Senators Urge FTC Not To Weaken Children's Privacy Rules

Four U.S. senators are urging the Federal Trade Commission to avoid weakening children's privacy rules in ways that would make it easier for tech companies to serve targeted ads.

“Now is not the time to pull back,” Sens. Ed Markey (D-Mass.), Richard Blumenthal (D-Conn.), Josh Hawley (R-Mo.), and Marsha Blackburn (R-Tenn.) say in a letter sent Friday to the FTC. “As children's use of technology continues to increase, so too does the appetite by tech giants for children's personal information.”

The letter comes in advance of the FTC's planned Monday workshop on potential changes to regulations implementing the Children's Online Privacy Protection Act. That law prohibits website operators from knowingly collecting personal information -- including web-browsing data used for targeted advertising -- from children under 13, without their parents' consent.

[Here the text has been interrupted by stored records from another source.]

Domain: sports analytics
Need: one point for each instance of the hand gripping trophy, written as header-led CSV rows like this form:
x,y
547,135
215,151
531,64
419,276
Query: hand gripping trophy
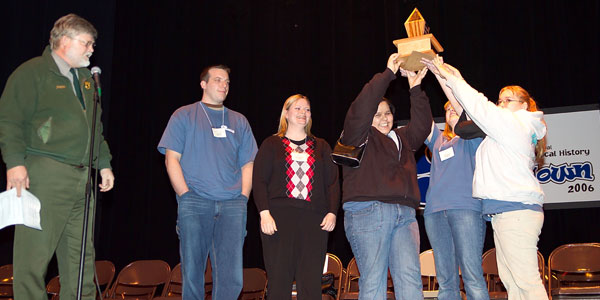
x,y
420,43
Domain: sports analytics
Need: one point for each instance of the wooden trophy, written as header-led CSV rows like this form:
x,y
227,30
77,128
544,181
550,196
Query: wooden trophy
x,y
418,44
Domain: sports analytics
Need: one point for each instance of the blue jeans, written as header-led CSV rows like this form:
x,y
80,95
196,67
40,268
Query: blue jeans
x,y
385,236
457,236
211,227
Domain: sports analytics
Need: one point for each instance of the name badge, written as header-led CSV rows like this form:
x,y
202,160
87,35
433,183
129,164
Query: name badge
x,y
299,156
219,132
445,154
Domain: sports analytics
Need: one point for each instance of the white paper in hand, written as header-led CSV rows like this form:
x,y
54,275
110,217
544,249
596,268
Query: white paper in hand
x,y
24,210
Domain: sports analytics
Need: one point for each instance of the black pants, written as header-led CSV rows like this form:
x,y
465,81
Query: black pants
x,y
295,252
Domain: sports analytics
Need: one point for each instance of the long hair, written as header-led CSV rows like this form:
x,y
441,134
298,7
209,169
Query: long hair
x,y
524,96
283,125
448,131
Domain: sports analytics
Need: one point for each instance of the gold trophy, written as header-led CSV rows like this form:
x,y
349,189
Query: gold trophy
x,y
418,44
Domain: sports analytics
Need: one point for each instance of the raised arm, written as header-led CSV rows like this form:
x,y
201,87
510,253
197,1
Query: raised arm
x,y
360,114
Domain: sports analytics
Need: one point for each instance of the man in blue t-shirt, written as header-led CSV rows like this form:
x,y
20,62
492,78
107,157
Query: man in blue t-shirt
x,y
209,153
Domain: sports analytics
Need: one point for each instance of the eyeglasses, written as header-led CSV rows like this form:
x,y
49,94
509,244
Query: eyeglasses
x,y
502,101
87,44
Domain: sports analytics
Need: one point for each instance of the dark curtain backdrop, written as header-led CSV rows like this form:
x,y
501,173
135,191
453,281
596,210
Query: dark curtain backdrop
x,y
151,53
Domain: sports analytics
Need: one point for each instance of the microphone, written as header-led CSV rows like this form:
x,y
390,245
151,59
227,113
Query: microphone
x,y
96,74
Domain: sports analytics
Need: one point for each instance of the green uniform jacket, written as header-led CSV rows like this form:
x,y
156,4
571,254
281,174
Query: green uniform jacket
x,y
41,115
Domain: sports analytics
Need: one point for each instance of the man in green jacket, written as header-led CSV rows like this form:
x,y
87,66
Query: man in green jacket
x,y
45,124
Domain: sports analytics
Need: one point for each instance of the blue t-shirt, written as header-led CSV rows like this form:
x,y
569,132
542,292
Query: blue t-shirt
x,y
211,165
451,179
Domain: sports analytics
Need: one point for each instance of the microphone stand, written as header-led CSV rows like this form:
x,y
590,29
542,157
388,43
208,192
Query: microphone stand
x,y
88,191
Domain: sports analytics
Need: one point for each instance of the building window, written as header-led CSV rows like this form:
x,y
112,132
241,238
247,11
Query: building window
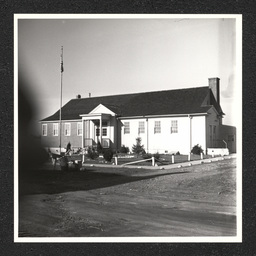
x,y
174,126
104,132
79,129
55,129
141,127
44,129
67,129
157,128
126,127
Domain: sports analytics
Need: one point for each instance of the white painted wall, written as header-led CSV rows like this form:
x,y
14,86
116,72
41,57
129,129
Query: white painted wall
x,y
166,142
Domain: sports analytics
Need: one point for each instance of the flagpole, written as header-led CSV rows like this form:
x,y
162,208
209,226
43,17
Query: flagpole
x,y
61,78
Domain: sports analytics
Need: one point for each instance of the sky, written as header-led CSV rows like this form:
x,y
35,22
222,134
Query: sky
x,y
111,56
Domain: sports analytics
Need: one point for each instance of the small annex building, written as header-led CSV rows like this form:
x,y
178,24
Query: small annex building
x,y
166,121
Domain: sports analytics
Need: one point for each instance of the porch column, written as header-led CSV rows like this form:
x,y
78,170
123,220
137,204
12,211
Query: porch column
x,y
82,133
101,130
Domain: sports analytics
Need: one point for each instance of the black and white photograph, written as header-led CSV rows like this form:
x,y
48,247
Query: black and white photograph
x,y
128,128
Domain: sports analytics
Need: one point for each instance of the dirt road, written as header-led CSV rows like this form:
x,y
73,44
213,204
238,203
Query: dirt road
x,y
111,202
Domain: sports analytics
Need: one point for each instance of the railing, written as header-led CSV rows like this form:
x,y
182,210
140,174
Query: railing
x,y
89,142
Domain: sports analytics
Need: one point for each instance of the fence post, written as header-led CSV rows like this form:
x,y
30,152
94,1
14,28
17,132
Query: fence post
x,y
153,161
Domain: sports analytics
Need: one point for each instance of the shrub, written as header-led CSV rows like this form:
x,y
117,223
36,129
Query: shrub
x,y
108,154
124,150
138,148
197,150
156,155
146,156
92,154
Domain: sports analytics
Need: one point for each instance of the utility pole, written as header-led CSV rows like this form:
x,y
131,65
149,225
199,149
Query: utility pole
x,y
61,78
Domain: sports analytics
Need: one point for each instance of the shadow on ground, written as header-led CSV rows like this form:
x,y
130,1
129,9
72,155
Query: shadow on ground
x,y
55,181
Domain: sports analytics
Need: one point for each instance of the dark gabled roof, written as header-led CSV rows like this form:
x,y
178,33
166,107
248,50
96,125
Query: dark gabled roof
x,y
180,101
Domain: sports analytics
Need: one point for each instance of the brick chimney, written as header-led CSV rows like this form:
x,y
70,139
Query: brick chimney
x,y
214,85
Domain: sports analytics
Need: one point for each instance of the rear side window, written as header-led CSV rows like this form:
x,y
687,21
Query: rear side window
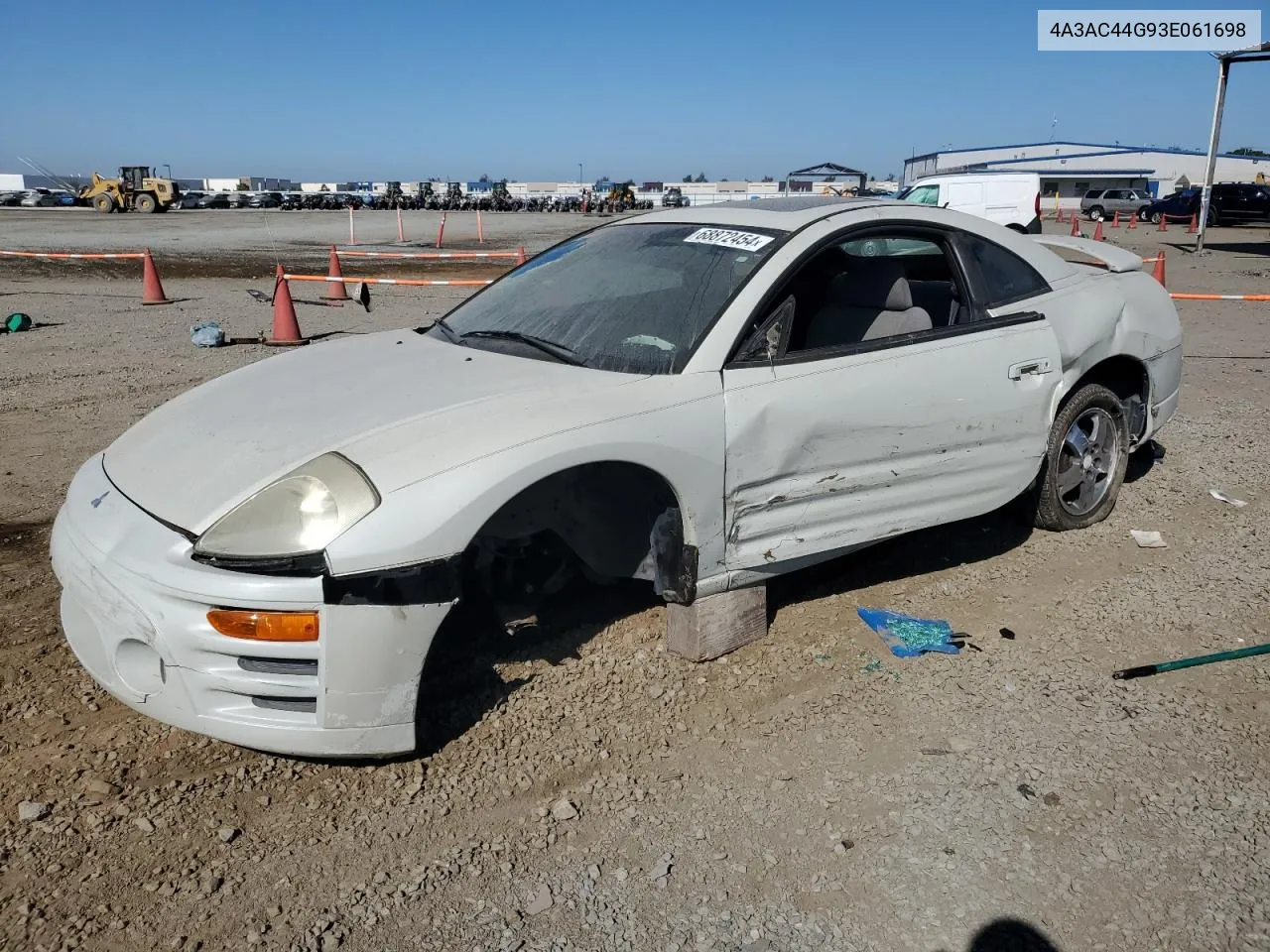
x,y
1001,277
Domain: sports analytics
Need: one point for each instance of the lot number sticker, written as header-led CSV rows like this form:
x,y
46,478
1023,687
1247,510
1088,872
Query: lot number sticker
x,y
729,239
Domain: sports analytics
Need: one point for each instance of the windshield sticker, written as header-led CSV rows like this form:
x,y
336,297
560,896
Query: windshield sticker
x,y
746,240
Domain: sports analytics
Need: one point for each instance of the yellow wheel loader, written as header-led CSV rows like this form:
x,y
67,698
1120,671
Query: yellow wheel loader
x,y
134,190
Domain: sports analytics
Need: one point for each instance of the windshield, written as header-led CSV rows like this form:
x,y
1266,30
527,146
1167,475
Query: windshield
x,y
633,298
921,194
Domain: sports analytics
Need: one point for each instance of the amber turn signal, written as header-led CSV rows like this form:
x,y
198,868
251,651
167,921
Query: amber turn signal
x,y
264,626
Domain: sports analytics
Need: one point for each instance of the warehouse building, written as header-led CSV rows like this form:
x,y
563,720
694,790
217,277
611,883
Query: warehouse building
x,y
1070,169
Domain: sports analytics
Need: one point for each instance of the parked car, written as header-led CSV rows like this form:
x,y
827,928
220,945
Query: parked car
x,y
1230,203
40,198
1100,203
699,398
1007,198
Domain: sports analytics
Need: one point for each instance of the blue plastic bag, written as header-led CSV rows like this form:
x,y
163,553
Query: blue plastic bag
x,y
907,636
207,334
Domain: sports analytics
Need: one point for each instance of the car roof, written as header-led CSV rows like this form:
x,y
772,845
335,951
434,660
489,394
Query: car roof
x,y
779,213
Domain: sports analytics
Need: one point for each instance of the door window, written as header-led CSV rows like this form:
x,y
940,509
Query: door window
x,y
885,285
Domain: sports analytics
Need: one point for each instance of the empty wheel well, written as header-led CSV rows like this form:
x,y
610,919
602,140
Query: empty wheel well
x,y
599,515
1128,379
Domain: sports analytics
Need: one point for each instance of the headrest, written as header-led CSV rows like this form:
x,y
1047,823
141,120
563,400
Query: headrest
x,y
879,284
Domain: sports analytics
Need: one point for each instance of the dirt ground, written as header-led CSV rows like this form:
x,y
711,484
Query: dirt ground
x,y
579,788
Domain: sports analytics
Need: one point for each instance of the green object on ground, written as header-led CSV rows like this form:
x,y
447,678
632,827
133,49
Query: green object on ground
x,y
1147,669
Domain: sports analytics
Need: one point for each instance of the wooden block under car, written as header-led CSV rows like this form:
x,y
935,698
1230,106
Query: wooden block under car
x,y
715,625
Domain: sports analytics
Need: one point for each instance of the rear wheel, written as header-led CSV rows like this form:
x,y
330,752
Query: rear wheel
x,y
1084,461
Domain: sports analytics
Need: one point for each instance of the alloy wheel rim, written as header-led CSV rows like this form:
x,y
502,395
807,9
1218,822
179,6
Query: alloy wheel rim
x,y
1087,461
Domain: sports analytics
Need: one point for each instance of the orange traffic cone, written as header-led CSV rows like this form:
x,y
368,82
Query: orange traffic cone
x,y
335,290
151,291
286,327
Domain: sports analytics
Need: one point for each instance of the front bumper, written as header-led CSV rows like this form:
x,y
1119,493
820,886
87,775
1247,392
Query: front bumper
x,y
135,612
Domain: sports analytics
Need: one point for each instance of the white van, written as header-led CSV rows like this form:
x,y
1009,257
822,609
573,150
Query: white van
x,y
1007,198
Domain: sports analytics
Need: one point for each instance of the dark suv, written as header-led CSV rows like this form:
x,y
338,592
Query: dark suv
x,y
1230,203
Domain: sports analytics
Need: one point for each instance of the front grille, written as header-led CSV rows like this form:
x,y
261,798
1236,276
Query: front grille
x,y
278,665
304,705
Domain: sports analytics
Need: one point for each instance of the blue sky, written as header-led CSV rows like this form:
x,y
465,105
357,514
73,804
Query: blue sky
x,y
653,90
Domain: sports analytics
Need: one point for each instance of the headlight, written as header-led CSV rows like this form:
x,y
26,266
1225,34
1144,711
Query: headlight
x,y
302,513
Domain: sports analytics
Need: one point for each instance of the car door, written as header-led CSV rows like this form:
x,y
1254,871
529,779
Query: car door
x,y
835,447
1259,203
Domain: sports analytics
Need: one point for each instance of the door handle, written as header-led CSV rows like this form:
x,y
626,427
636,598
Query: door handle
x,y
1032,368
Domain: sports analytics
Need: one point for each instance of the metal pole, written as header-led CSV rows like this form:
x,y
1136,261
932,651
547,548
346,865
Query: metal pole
x,y
1223,75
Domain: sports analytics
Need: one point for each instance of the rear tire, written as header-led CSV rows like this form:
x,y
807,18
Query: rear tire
x,y
1084,461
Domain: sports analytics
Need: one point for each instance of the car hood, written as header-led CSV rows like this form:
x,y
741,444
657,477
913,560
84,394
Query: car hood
x,y
193,458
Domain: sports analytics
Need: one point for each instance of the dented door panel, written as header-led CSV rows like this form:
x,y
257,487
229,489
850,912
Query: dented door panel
x,y
832,453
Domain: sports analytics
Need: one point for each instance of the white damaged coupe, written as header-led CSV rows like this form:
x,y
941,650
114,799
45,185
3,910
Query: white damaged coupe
x,y
702,398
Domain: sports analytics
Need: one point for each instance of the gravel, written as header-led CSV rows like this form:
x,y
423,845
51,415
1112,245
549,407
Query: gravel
x,y
581,789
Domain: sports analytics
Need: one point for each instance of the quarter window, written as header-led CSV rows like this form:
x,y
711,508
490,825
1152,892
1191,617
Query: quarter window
x,y
1003,277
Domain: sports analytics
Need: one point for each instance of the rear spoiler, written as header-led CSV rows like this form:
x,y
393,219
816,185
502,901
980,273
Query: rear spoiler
x,y
1114,259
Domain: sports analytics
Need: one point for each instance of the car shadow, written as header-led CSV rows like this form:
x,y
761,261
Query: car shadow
x,y
903,556
1242,248
1011,936
460,680
1143,460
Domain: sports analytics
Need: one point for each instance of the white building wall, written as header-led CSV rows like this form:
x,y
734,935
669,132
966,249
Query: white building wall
x,y
1169,167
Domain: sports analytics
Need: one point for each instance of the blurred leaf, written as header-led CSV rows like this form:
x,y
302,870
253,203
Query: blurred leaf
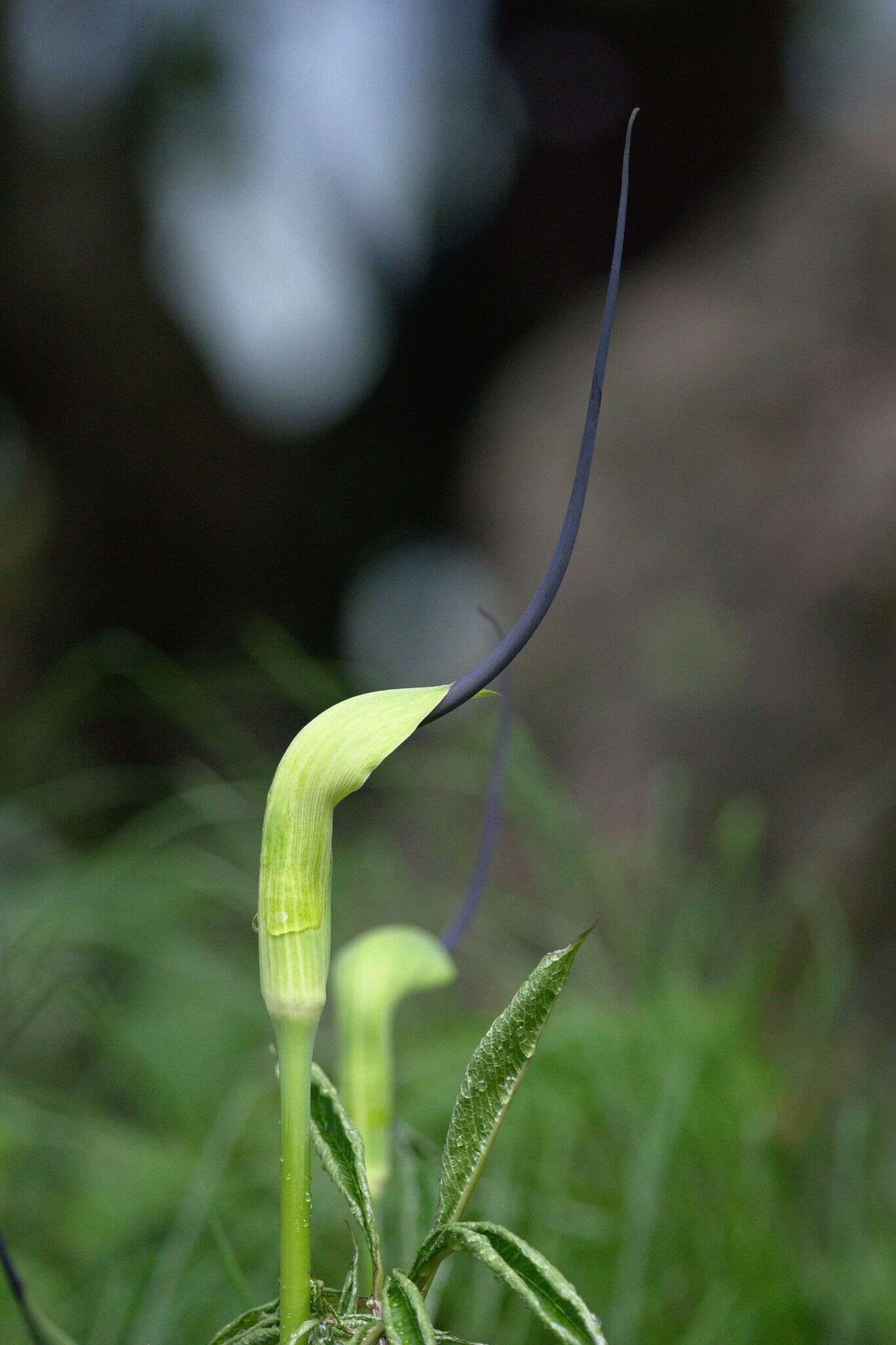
x,y
540,1286
341,1152
492,1078
257,1327
405,1313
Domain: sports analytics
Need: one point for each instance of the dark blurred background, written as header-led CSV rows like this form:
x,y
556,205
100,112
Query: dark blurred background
x,y
296,326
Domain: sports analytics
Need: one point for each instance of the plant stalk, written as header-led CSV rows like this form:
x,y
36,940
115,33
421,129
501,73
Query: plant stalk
x,y
295,1047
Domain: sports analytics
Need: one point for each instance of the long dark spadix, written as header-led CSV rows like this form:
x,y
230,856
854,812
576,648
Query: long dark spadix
x,y
528,623
492,816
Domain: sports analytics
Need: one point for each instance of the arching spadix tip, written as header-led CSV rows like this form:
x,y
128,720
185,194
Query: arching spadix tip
x,y
528,623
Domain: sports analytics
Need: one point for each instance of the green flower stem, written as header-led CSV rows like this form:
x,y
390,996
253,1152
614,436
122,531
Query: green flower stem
x,y
295,1046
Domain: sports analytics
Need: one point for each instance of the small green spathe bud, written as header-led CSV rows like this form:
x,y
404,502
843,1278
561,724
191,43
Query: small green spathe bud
x,y
372,974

In July, the FTC initiated a review of the rules by requesting comments from the public. The new review is taking place just six years after the last major overhaul of the regulations. The agency usually reviews the children's privacy regulations once every 10 years, but said it's moving faster due to “rapid changes in technology, including the expanded use of education technology.”

In its request for comments, the FTC asked about a rule change that would allow platforms like YouTube to collect data from users ages 13 and older who watch videos aimed at younger children.

Specifically, the agency asked whether platforms “that identify and police child-directed content” should “be able to rebut the presumption that all users of the child-directed third-party content are children thereby allowing the platform to treat under and over age 13 users differently.”

The lawmakers express concerns in their letter that the FTC is “at risk of favoring the interests of giant tech companies over the interests of parents and children.”

Markey and the others say they agree the regulations should be updated, but are “concerned that the FTC is choosing to update the rule at a time when the Commission appears insufficiently appreciative of the threat some giant tech companies pose to children and parents.”

Last month, Andrew Smith, the head of the FTC's consumer protection bureau said he anticipated the agency would revise the regulations. Speaking at the annual conference of the National Advertising Division, a unit administered by the Better Business Bureau, Smith said the agency has “heard that the inability to engage in interest-based advertising on YouTube is going to hurt content creators.”

The lawmakers cite Smith's recent comments as one reason for their concern.

“An FTC official suggested that limiting targeted advertising could impact the quality and amount of child-directed content -- a statement that appears to reveal troubling disregard for the core mission of COPPA: safeguarding kids' privacy.”

The senators also say the FTC's recent settlement with YouTube, which requires the company to pay $170 million, is cause for concern.

“That monetary penalty provided almost no deterrence value at all and was not paired with sufficient structural injunctions to prevent future violations by Google,” the lawmakers write. The settlement resolved allegations that YouTube collected data from viewers of videos that appeared on channels aimed at children.

The lawmakers add that “corporate interests” shouldn't be “an excuse for expansive and unfounded exemptions” to children's privacy rules. 

“Countless companies have succeeded in developing profitable, COPPA-complaint models of business,” they write. “As the FTC considers COPPA and broader privacy reforms, we urge you to prioritize enhancing protections for kids, not advancing the interests of data collectors.”